Mansfield argues that for the court to implement by decree what we find was the true agreement of the parties would be to reform the contract and that this is contrary to precedent and law. Many decisions of our courts have interpreted written instruments by giving them a meaning which, if literally expressed in the documents themselves, would have required the insertion of words and even paragraphs. In Stern v. Stern, 410 Ill. 377, 102 N.E.2d 104, a will provided that gifts for children should go to descendants of any of the children who died prior to the testator's death, but contained no provision that descendants of a child dying after the testator's death were to take the parent's share. The court supplied the needed language to accomplish the obvious intention of the testator, drawn from the entire will. In Continental Illinois Nat. Bank & Trust Co. of Chicago v. Art Institute of Chicago, 409 Ill. 481, 100 N.E.2d 625, a trust instrument was amended, but in the making of the amendment an omission occurred, on the basis of which a gift would have gone to one charitable institution instead of another. The court nevertheless so interpreted the instrument of amendment as to supply the omission. It was in a sense a reformation of the instrument. In First Nat. Bank of Chicago v. Piaget, 2 Ill. App.2d 207, 119 N.E.2d 457, an omission somewhat similar to that in Stern v. Stern, supra, occurred and was likewise construed. Many other cases could be used to demonstrate that in its efforts to find a reasonable construction of a contract of this character, the court is not baffled by the fact that an interpretation is called a reformation.

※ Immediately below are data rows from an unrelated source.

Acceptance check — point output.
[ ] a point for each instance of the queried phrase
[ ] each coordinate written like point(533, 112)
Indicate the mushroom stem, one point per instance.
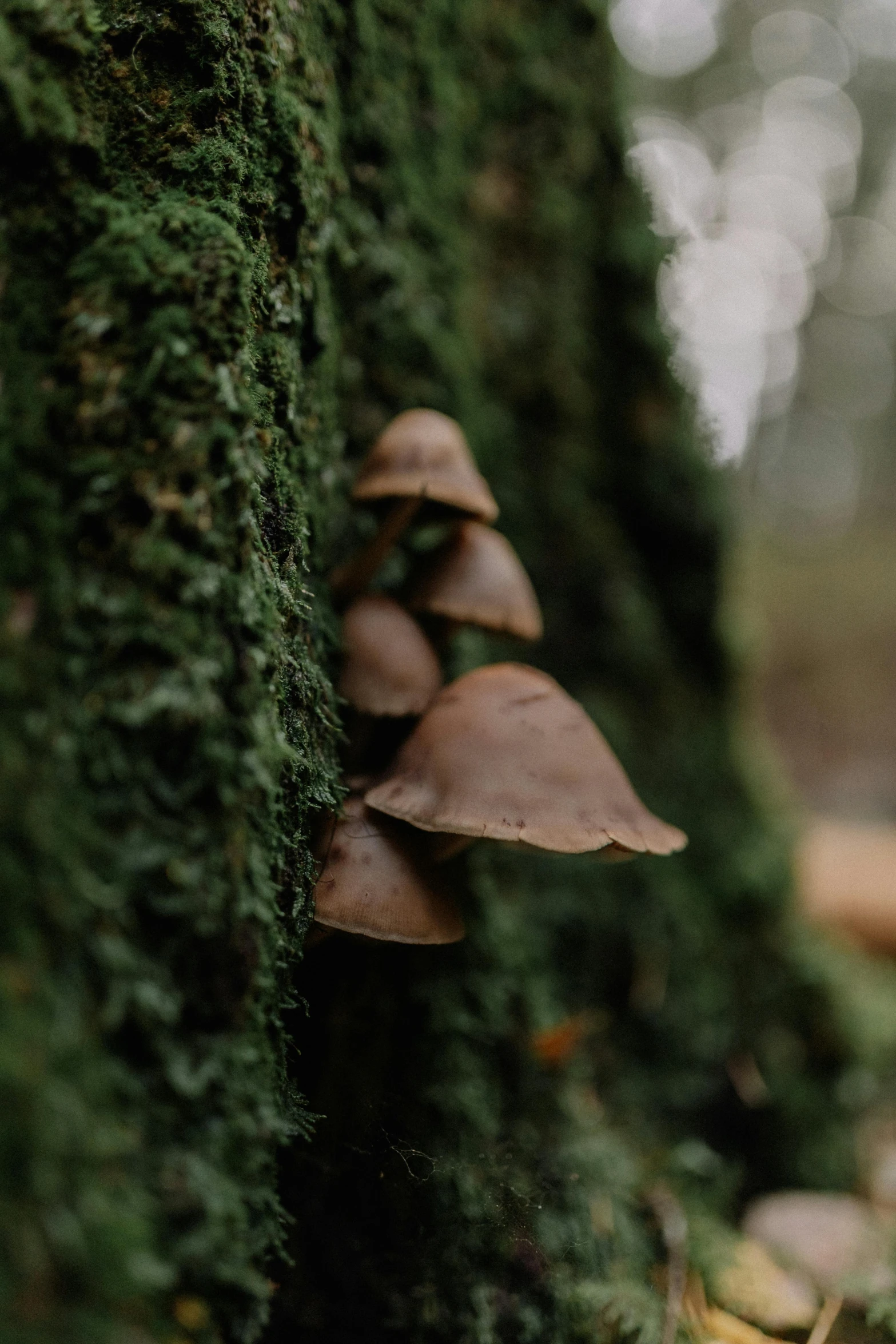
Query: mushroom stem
point(348, 580)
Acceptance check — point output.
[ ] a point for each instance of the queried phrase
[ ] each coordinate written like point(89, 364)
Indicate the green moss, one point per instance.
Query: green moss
point(168, 416)
point(236, 240)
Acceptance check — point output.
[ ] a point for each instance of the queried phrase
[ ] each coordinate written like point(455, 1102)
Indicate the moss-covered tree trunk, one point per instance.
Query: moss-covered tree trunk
point(237, 241)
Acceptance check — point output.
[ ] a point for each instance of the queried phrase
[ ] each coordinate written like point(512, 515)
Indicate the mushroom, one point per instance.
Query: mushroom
point(754, 1287)
point(372, 884)
point(836, 1239)
point(421, 456)
point(477, 578)
point(504, 753)
point(390, 666)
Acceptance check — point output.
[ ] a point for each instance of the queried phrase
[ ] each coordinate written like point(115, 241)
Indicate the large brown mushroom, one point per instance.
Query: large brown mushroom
point(421, 458)
point(839, 1241)
point(504, 753)
point(477, 578)
point(390, 666)
point(374, 885)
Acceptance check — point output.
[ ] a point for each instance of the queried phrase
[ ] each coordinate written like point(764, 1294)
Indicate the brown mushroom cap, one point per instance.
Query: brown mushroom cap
point(390, 666)
point(504, 753)
point(425, 455)
point(836, 1239)
point(477, 578)
point(374, 885)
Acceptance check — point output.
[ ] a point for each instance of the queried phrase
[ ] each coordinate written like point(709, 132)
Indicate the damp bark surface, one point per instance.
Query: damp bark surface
point(238, 240)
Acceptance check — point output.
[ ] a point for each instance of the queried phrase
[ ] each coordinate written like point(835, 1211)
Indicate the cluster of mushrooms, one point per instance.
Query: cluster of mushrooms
point(503, 753)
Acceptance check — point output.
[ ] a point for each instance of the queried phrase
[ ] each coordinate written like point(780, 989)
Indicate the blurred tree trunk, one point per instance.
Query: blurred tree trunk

Mansfield argues that it is common practice in cases of the sale of real estate to provide for the apportionment of taxes based upon the last year's taxes known at the time of sale. This is true, it being generally supposed that there will be no great variation in the tax, but the practice applies to one year only. Such practice has no value in the construction of a lease extending over a period of 99 years, as in the ground lease, and 47 years in the sublease.

It is suggested by Mansfield, although not made one of the points in its brief, that under the terms of the lease, plaintiff should have filed its objection to the computation, as provided by the lease, and if no agreement was reached, the matter should have been submitted to arbitration under the provisions of the sublease. However, at that time the plaintiff could only oppose its guess to the defendants as to the amount of the actual tax. As heretofore stated, it was the intention of the parties that the actual tax should govern the amount of the deduction. That is not a matter for arbitration under the terms of the lease. The provision for arbitration relates to disagreements "with respect to the computation of main floor retail sales, as well as the allocation of main floor retail sales." The clause for the payment of rent provides for objection within 60 days "to the computation of such additional rental," and then provides that if the parties do not reach an agreement within 60 days after the landlord's objection "said matters shall be submitted to arbitration as hereinafter in Article 14 of this lease provided." It is our conclusion that this does not relate to taxes. It is hardly credible that it was intended to arbitrate the amount of the tax deduction, when a short wait of five or six months would make the amount certain.

Decree affirmed.

McCORMICK, P.J. and ROBSON, J., concur.